See also: Chapter 11 Bookstore , a retail chain of bookstores.


Chapter 11 is a part of the US bankruptcy code.

When a troubled business decides that it is unable to service its debt or pay its creditors, it can file (or be forced by its creditors to file) with a federal bankruptcy court for bankruptcy protection under either Chapter 7 (liquidation) or Chapter 11 (reorganization). A Chapter 7 filing means that the business intends to sell all its assets, distribute the proceeds to its creditors, and then cease operations. A Chapter 11 filing, on the other hand, is an attempt to stay in business while a bankruptcy court supervises the "reorganization" of the company's contractual and debt obligations. The court can cancel, in all or in part, some or all of the company's debts and its contracts, so that the company can make a fresh start. Often, if the company's debts exceed its assets, then at the completion of bankruptcy the company's owners (stockholders) all end up with nothing -- all their rights and interests are terminated -- and the company's creditors end up with ownership of the newly reorganized company, in the hopes that it will eventually succeed financially as compensation for their losses.

All creditors who register with the court can be heard by the court, which tries to distribute the bankruptcy proceeds in an equitable fashion. Secured creditors, such as bondholders, have a higher-priority claim on the proceeds than unsecured creditors, such as vendors who have not been paid for products they previously delivered to the company. Once a business files for Chapter 11 bankruptcy, its creditors are not allowed to attempt to collect previously incurred debts except through the bankruptcy court. Under some circumstances, creditors can force the company into Chapter 7 bankruptcy, if it seems that this will result in more compensation for the creditors.

Typical debts and contracts cancelled in a Chapter 11 bankruptcy include unsecured loans and, if cancelling them would be financially favorable to the company, union contracts and long-term real estate leases.

Once Chapter 11 is filed, the company may "emerge" from bankruptcy within a few months or within several years, depending on the size and complexity of the bankruptcy.
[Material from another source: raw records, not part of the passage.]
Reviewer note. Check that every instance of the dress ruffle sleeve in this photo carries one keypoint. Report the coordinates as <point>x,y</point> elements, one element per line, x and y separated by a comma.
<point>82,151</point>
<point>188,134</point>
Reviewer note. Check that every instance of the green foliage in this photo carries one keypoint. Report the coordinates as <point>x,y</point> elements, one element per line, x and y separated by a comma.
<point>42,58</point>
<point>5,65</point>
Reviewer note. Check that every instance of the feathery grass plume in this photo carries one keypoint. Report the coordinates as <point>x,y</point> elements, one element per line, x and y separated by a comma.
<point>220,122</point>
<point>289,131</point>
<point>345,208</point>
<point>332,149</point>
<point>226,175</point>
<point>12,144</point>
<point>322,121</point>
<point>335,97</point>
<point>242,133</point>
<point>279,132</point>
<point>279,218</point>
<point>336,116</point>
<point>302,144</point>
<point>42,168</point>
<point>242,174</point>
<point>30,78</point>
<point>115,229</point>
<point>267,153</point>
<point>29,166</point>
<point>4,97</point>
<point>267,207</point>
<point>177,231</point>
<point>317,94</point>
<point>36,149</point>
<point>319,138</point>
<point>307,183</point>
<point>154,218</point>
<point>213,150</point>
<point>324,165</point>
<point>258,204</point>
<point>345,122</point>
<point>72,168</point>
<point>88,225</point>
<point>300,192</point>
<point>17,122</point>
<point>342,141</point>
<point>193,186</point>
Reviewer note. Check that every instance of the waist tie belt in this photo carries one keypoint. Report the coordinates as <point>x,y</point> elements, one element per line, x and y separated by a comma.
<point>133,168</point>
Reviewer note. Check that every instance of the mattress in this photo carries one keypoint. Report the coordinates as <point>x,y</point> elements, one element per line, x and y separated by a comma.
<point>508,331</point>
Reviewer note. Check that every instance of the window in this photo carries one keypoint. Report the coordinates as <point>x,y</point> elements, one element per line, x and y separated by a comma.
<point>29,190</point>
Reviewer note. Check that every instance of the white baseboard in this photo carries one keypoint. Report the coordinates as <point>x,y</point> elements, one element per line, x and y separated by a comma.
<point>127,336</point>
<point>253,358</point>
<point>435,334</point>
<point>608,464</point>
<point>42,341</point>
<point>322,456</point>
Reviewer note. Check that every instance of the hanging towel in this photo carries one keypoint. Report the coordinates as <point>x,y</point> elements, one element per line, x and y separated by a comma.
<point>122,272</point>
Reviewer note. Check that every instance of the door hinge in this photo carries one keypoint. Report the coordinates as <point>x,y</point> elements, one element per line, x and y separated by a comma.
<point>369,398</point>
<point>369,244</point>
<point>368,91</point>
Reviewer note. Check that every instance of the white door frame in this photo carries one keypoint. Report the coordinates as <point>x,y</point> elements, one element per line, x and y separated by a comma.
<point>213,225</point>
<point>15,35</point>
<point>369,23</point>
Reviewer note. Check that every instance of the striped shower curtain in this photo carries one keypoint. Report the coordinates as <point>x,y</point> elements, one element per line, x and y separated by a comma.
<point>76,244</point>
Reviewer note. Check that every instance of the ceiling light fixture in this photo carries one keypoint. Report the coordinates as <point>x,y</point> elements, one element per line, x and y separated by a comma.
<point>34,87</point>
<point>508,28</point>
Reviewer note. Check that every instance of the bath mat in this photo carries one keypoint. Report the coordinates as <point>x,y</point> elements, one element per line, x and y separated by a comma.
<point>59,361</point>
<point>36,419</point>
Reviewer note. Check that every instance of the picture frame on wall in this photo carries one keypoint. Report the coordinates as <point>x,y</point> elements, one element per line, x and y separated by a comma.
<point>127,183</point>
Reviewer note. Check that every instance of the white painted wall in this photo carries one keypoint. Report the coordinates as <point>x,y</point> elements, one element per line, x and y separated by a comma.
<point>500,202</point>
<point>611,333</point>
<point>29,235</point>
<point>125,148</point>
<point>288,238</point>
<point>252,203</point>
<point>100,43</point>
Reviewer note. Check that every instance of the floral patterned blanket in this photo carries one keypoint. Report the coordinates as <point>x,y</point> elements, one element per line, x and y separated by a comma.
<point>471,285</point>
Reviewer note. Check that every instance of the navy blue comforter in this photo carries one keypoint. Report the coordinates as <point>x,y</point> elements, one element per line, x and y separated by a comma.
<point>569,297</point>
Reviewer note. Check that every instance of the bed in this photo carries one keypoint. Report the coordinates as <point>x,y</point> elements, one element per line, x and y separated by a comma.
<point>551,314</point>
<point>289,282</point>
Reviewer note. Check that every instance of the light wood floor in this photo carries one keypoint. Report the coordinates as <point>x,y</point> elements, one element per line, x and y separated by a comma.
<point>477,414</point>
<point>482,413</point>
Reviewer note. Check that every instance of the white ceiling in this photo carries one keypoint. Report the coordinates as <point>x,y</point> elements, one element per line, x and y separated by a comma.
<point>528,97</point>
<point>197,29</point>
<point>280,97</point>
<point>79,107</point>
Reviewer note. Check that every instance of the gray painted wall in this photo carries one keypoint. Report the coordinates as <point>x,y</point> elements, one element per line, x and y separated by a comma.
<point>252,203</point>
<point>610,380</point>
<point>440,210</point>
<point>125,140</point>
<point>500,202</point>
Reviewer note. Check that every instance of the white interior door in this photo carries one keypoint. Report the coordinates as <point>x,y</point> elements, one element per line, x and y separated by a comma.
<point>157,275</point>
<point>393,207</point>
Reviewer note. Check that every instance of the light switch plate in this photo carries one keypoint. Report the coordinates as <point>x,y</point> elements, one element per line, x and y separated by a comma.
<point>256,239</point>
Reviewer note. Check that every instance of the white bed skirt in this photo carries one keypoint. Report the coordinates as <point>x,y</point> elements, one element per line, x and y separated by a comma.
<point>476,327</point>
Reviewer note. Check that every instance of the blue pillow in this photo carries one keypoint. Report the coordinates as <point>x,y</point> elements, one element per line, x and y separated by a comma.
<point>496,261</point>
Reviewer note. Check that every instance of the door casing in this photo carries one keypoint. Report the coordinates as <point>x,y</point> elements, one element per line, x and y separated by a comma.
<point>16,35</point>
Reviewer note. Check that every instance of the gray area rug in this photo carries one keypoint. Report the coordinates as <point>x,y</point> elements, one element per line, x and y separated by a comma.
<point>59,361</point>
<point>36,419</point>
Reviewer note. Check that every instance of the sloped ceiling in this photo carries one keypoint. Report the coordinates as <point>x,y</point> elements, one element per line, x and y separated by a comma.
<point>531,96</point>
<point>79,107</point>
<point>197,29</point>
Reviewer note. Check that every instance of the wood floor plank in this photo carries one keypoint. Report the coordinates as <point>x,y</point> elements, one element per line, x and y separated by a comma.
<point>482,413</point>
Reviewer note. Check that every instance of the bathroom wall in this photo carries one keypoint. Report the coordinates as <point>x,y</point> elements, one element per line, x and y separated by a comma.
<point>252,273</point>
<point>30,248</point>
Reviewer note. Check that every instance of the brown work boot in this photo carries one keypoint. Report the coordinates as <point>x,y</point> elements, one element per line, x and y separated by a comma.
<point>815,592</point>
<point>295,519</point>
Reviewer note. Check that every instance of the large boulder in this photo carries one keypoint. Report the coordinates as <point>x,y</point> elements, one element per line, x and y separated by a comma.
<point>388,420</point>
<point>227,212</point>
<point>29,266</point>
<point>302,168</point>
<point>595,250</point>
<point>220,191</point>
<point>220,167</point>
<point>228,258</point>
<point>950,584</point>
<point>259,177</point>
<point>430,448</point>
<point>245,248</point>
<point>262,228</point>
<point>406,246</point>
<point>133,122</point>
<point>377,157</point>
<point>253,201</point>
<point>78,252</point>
If the company's stock is publicly traded, a Chapter 11 filing causes trading on it to be transferred to the NASDAQ if primary trading on it had been previously conducted at either the New York Stock Exchange or the American Stock Exchange, and the identifying letter "Q" is added to the end of its stock symbol, which is also lengthened to four letters, not including the "Q," if such a transfer is necessary (formerly, the site at which such a stock was traded was not moved and the "Q" was placed in front of the pre-existing stock symbol; a celebrated example was Penn Central, whose symbol was originally "PC" and became "QPC" after the company filed Chapter 11 in 1970).

The largest bankruptcy in history was of the US telecommunications corporation Worldcom, Inc., which listed over 103 billion dollars in assets as of its Chapter 11 filing in 2002; the bankruptcy was triggered by the discovery that in the previous several years, the company had fraudulently overreported its assets by an estimated 12 billion dollars.

2003 Statistics

Bankruptcy filings by individuals:

  • Chapter 7 filings: 1,156,284
  • Chapter 11 filings: 959
  • Chapter 13 filings: 468,562

Bankruptcy filings by businesses:

  • Chapter 7 filings: 21,008
  • Chapter 11 filings: 9,185
  • Chapter 12 filings: 698
  • Chapter 13 filings: 5,201

The total number of bankruptcies rose 7.4 percent over the previous twelve months. These totals were for the 12-month period ending September 30, 2003.